- Tais são - disse eu -, relativamente aos deuses, os discursos que é preciso fazer e não fazer, desde a infância, a homens que deverão honrar os deuses e os pais e ter em grande conta a sua mútua amizade.
- E essas conclusões parecem-me justíssimas.
- Mas, se devem ser corajosos, não se lhes devem também fazer discursos capazes de os libertar, tanto quanto possível, do medo da morte? Ou achas que é possível ser corajoso tendo em si este medo?
- Por Zeus! - respondeu -, é claro que não acho!
- Mas como! Aquele que acredita no Hades e o imagina como um lugar terrível, achas que não teme a morte e, nos combates, a prefere à derrota e à servidão?
- De maneira nenhuma.
- Também é preciso, como parece, vigiar os que empreendem contar essas fábulas e pedir-lhes que não vituperem, de modo simplista, as coisas do Hades, mas antes que as louvem; com efeito, as suas narrativas não são nem verdadeiras nem úteis a futuros guerreiros.

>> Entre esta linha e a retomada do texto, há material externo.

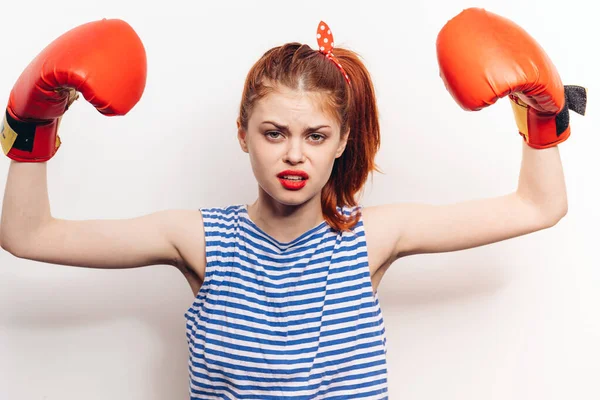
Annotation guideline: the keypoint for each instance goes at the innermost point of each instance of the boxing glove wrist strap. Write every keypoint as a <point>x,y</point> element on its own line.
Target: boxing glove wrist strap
<point>28,141</point>
<point>541,131</point>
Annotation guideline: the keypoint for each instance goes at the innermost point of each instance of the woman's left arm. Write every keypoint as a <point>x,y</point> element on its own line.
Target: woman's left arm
<point>539,202</point>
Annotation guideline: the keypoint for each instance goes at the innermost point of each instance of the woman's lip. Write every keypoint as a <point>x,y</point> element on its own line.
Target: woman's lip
<point>292,184</point>
<point>301,174</point>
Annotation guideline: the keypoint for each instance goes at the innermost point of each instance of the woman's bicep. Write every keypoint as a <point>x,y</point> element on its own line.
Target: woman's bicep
<point>107,243</point>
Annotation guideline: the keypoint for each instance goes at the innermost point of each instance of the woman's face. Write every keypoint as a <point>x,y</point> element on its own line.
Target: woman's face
<point>289,130</point>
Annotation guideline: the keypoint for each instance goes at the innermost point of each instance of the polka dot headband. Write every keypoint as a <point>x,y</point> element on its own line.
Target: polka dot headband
<point>325,41</point>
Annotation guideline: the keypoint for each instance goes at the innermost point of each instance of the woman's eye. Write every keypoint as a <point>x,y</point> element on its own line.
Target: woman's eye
<point>273,134</point>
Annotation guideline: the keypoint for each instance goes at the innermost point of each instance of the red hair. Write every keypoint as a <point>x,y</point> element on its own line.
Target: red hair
<point>297,66</point>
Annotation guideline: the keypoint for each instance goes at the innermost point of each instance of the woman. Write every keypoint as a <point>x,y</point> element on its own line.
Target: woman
<point>286,288</point>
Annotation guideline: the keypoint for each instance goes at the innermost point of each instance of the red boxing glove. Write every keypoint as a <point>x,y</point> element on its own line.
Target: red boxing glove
<point>483,57</point>
<point>105,60</point>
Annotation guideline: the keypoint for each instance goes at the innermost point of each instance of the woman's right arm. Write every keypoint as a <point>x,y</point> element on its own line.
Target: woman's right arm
<point>28,230</point>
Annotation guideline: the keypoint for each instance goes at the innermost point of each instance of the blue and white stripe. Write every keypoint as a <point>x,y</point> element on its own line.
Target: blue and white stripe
<point>296,320</point>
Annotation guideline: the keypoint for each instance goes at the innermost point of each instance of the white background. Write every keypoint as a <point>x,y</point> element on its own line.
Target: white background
<point>514,320</point>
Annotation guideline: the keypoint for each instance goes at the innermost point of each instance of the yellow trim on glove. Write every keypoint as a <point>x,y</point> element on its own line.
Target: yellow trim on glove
<point>7,136</point>
<point>520,113</point>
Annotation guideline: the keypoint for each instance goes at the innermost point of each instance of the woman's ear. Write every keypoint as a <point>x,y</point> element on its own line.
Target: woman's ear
<point>342,145</point>
<point>242,137</point>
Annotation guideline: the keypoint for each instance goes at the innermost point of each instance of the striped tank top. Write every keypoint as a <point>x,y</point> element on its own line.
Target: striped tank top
<point>296,320</point>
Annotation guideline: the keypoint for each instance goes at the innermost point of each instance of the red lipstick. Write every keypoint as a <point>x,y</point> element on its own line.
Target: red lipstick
<point>292,180</point>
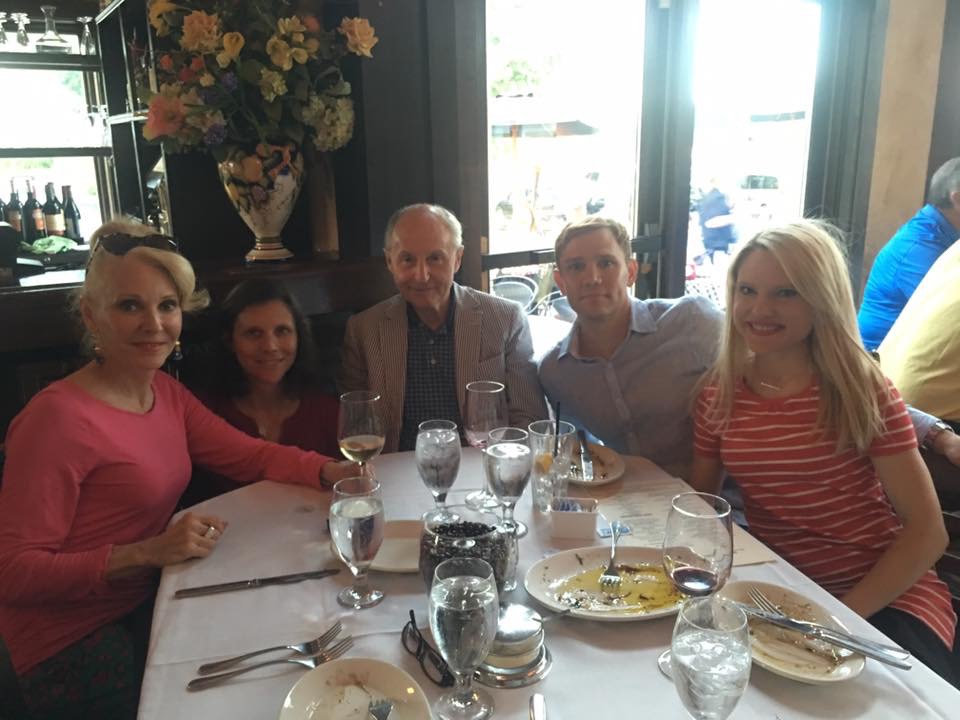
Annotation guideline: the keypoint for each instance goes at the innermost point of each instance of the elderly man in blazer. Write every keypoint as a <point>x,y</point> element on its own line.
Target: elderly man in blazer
<point>420,348</point>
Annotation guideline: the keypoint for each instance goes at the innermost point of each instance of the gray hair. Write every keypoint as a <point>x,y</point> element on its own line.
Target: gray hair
<point>945,180</point>
<point>438,211</point>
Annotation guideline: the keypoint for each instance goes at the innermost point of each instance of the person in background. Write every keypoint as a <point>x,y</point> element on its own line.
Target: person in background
<point>921,353</point>
<point>902,263</point>
<point>640,359</point>
<point>95,465</point>
<point>820,443</point>
<point>420,348</point>
<point>267,375</point>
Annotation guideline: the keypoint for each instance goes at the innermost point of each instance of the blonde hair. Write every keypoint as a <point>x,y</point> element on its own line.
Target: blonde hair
<point>173,264</point>
<point>852,387</point>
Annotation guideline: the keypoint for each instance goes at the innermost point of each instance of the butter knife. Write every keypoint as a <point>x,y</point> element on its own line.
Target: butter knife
<point>586,459</point>
<point>256,582</point>
<point>885,654</point>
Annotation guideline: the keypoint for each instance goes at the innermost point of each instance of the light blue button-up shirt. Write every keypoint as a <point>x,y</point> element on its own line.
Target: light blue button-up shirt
<point>638,402</point>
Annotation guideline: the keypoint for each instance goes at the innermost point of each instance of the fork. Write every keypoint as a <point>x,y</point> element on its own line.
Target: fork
<point>380,709</point>
<point>767,605</point>
<point>610,579</point>
<point>311,647</point>
<point>311,662</point>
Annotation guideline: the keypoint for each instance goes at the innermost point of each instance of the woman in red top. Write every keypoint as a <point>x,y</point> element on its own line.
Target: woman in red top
<point>801,417</point>
<point>95,465</point>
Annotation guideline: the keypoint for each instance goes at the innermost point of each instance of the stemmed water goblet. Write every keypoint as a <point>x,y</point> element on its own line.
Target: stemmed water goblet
<point>438,462</point>
<point>356,526</point>
<point>463,618</point>
<point>359,427</point>
<point>485,409</point>
<point>711,657</point>
<point>507,463</point>
<point>697,548</point>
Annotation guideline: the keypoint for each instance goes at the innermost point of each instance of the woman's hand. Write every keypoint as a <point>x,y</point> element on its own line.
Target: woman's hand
<point>336,470</point>
<point>192,536</point>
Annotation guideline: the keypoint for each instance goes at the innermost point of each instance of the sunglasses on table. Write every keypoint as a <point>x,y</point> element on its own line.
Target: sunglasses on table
<point>431,662</point>
<point>122,243</point>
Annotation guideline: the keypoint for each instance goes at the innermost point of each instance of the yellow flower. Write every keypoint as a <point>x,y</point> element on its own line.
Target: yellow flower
<point>287,26</point>
<point>360,35</point>
<point>271,85</point>
<point>232,45</point>
<point>157,10</point>
<point>201,32</point>
<point>279,53</point>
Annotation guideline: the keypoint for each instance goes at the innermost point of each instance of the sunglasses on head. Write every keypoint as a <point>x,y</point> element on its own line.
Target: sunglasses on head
<point>122,243</point>
<point>431,662</point>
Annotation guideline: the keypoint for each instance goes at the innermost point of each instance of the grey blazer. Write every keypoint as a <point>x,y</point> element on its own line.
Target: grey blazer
<point>492,341</point>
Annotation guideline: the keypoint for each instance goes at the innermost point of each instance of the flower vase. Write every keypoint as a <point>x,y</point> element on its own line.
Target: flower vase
<point>263,185</point>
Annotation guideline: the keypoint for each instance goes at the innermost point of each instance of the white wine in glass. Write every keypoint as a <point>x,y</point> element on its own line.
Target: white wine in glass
<point>485,410</point>
<point>359,427</point>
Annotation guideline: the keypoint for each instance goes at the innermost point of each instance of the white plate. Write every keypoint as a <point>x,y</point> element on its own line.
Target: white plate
<point>543,579</point>
<point>783,657</point>
<point>607,466</point>
<point>400,551</point>
<point>342,690</point>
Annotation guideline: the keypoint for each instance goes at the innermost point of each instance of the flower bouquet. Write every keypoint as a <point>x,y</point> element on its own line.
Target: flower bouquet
<point>252,83</point>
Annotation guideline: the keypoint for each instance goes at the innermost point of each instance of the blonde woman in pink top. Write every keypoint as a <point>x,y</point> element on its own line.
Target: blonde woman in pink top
<point>95,465</point>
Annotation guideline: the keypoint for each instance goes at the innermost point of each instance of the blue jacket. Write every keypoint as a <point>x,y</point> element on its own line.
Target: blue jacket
<point>899,268</point>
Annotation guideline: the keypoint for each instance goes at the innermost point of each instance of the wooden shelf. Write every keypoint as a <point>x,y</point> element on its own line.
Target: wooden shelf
<point>49,61</point>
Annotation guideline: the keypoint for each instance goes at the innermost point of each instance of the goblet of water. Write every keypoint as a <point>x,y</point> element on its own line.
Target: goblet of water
<point>463,618</point>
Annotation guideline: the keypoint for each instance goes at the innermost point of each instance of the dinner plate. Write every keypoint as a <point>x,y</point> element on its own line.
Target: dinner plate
<point>608,466</point>
<point>546,578</point>
<point>400,551</point>
<point>772,647</point>
<point>342,690</point>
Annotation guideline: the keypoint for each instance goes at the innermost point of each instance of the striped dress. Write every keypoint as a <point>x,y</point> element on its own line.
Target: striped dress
<point>824,512</point>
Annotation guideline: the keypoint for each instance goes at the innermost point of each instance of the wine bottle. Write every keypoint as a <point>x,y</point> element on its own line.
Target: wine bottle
<point>15,209</point>
<point>71,215</point>
<point>34,227</point>
<point>53,213</point>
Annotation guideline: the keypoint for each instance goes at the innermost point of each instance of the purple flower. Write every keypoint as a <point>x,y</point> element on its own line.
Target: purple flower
<point>215,135</point>
<point>259,194</point>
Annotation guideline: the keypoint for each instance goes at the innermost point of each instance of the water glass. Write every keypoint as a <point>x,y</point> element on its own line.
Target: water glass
<point>464,609</point>
<point>438,462</point>
<point>551,472</point>
<point>711,657</point>
<point>356,526</point>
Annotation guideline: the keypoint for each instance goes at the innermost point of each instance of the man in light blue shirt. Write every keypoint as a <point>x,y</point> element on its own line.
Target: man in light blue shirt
<point>628,371</point>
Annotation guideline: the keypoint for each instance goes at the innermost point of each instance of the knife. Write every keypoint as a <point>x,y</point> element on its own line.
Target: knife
<point>256,582</point>
<point>586,459</point>
<point>882,653</point>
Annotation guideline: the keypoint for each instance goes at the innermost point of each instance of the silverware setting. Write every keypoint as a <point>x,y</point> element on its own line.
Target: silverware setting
<point>770,612</point>
<point>202,683</point>
<point>254,583</point>
<point>311,647</point>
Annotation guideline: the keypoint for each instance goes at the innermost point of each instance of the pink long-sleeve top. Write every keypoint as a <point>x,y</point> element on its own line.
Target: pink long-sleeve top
<point>82,476</point>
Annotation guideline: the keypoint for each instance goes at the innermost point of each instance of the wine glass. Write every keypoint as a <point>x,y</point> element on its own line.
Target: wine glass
<point>87,44</point>
<point>359,428</point>
<point>711,657</point>
<point>485,409</point>
<point>356,526</point>
<point>507,462</point>
<point>697,548</point>
<point>438,462</point>
<point>463,618</point>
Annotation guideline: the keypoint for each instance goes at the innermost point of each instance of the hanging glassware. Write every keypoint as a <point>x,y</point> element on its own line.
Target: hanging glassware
<point>51,40</point>
<point>87,44</point>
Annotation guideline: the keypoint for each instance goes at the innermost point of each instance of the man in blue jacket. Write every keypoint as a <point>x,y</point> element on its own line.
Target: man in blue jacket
<point>902,263</point>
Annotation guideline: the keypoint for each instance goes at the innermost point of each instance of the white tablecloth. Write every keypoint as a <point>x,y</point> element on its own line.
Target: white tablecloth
<point>276,529</point>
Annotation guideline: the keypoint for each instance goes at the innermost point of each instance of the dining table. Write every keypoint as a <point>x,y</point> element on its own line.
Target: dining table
<point>600,669</point>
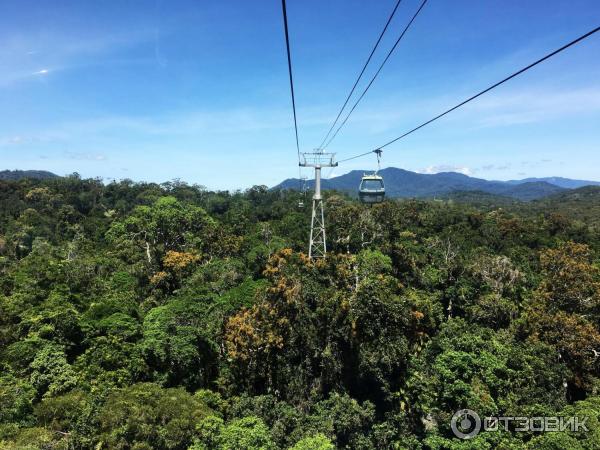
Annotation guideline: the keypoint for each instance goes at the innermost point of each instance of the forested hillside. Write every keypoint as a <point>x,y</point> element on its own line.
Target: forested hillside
<point>145,316</point>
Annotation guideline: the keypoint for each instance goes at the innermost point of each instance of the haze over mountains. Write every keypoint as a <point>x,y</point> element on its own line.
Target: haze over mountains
<point>404,183</point>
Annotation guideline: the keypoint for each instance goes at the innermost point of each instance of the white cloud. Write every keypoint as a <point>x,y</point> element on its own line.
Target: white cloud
<point>534,105</point>
<point>85,156</point>
<point>446,168</point>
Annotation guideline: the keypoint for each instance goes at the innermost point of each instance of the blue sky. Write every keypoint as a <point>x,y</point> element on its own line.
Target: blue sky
<point>198,90</point>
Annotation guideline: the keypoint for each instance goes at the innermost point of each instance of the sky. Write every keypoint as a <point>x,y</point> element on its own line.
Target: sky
<point>198,90</point>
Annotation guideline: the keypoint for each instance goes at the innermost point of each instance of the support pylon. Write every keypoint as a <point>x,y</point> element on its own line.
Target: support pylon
<point>318,244</point>
<point>317,247</point>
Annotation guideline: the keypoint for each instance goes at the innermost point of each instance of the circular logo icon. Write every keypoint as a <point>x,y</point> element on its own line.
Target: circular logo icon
<point>465,424</point>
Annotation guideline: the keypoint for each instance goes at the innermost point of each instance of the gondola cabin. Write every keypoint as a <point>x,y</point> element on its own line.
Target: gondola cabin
<point>371,189</point>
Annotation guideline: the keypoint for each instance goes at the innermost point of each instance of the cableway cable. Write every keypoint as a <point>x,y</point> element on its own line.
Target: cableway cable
<point>376,74</point>
<point>524,69</point>
<point>287,44</point>
<point>361,73</point>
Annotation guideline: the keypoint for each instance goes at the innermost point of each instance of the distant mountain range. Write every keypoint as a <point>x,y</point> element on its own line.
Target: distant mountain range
<point>20,174</point>
<point>404,183</point>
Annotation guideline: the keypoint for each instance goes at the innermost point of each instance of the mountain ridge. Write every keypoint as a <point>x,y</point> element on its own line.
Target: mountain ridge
<point>20,174</point>
<point>401,183</point>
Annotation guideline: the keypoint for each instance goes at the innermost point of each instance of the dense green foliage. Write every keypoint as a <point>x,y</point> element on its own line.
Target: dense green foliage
<point>144,316</point>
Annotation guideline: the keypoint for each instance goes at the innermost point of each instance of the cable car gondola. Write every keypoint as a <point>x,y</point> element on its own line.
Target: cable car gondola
<point>372,188</point>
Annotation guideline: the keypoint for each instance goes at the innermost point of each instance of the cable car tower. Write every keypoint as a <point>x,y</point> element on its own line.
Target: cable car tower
<point>317,247</point>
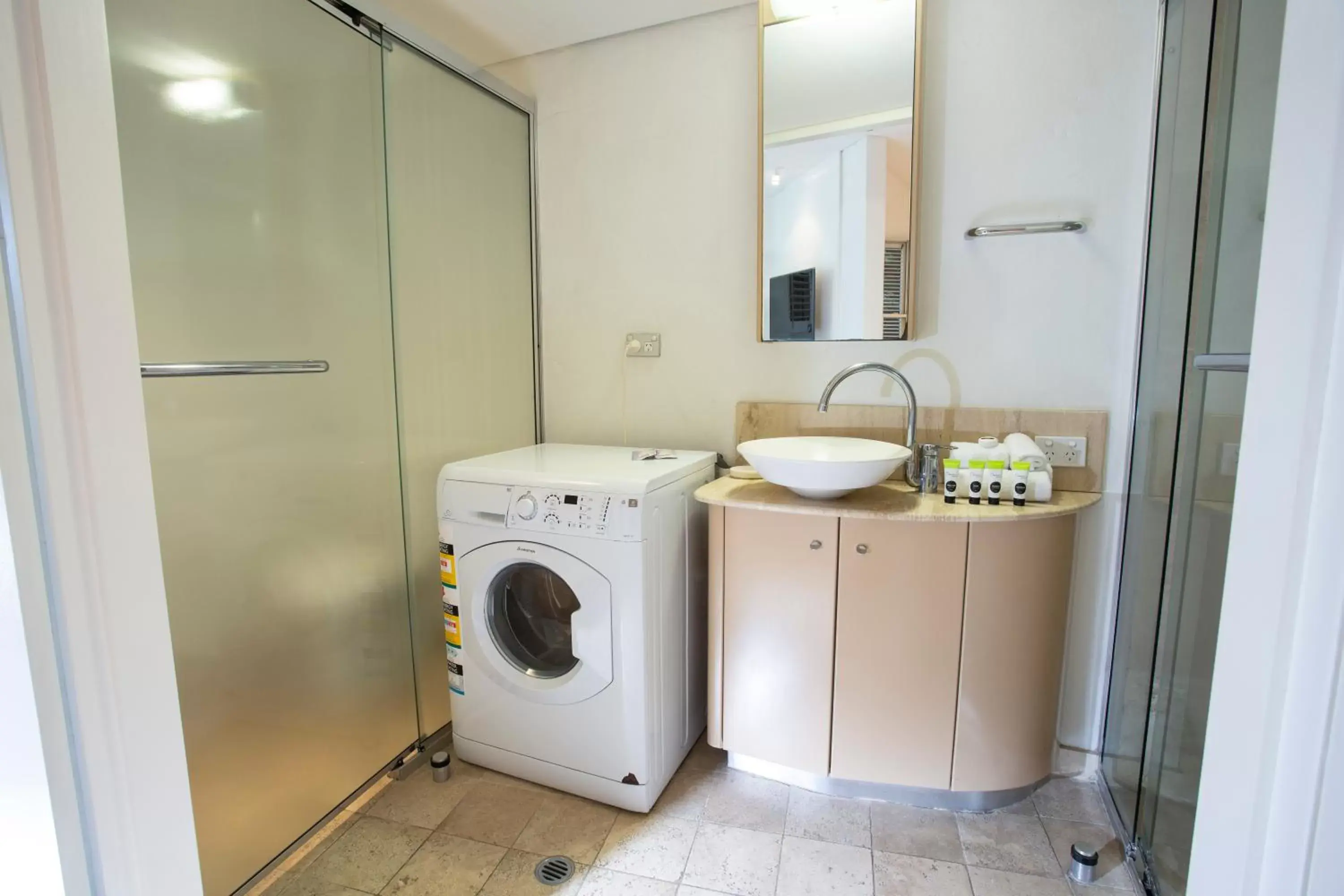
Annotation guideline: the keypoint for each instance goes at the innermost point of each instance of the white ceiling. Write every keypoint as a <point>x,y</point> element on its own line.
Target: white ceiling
<point>490,31</point>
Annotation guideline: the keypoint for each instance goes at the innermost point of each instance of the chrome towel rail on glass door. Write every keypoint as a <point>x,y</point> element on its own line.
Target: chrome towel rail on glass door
<point>1233,363</point>
<point>1019,230</point>
<point>233,369</point>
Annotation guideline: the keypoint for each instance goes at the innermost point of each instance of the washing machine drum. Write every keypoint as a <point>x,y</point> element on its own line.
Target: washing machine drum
<point>529,614</point>
<point>538,621</point>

- Sem dúvida que é preciso - disse ele.
- Por conseguinte - prossegui -, apagaremos, a começar por estes versos, todas as asserções deste tipo:
Preferiria, criado de lavoura, estar ao serviço de outro, de um homem pobre e levando vida modesta, do que possuir o império dos mortos" ...
e esta:
(Aidoneu receou) que aos mortais e aos imortais se revelassem
as moradas aterradoras, tenebrosas, que os próprios deuses abominam.
E ainda esta:
Ah! deuses! de nós estd ainda nas moradas do Hades
uma alma e uma imagem, mas privada de todo o sentimento
e:
Só (Tirésias) conserva o sentimento entre o voo das sombras
e também:
A sua alma, voando do corpo, foi para o Hades, deplorando o seu destino, deixando a sua força e juventude
e:
... a alma sepultada, como um fumo, . ia-se embora soltando gritos agudos
e isto:
Como morcegos no fundo de um antro sagrado levantam voo chiando e se agarram uns aos outros, quando um deles cai da fiM que se aferra à rocha, assim, com gritos estridentes, elas partiam juntas ...
Pediremos a Homero e aos outros poetas que não levem a mal que apaguemos estas passagens e todas as do mesmo género; não porque lhes falte poesia e não soem bem ao ouvido da maioria: mas, quanto mais poéticas são, menos convém deixar que sejam ouvidas por crianças e homens que devem ser livres e recear a escravatura mais do que a morte.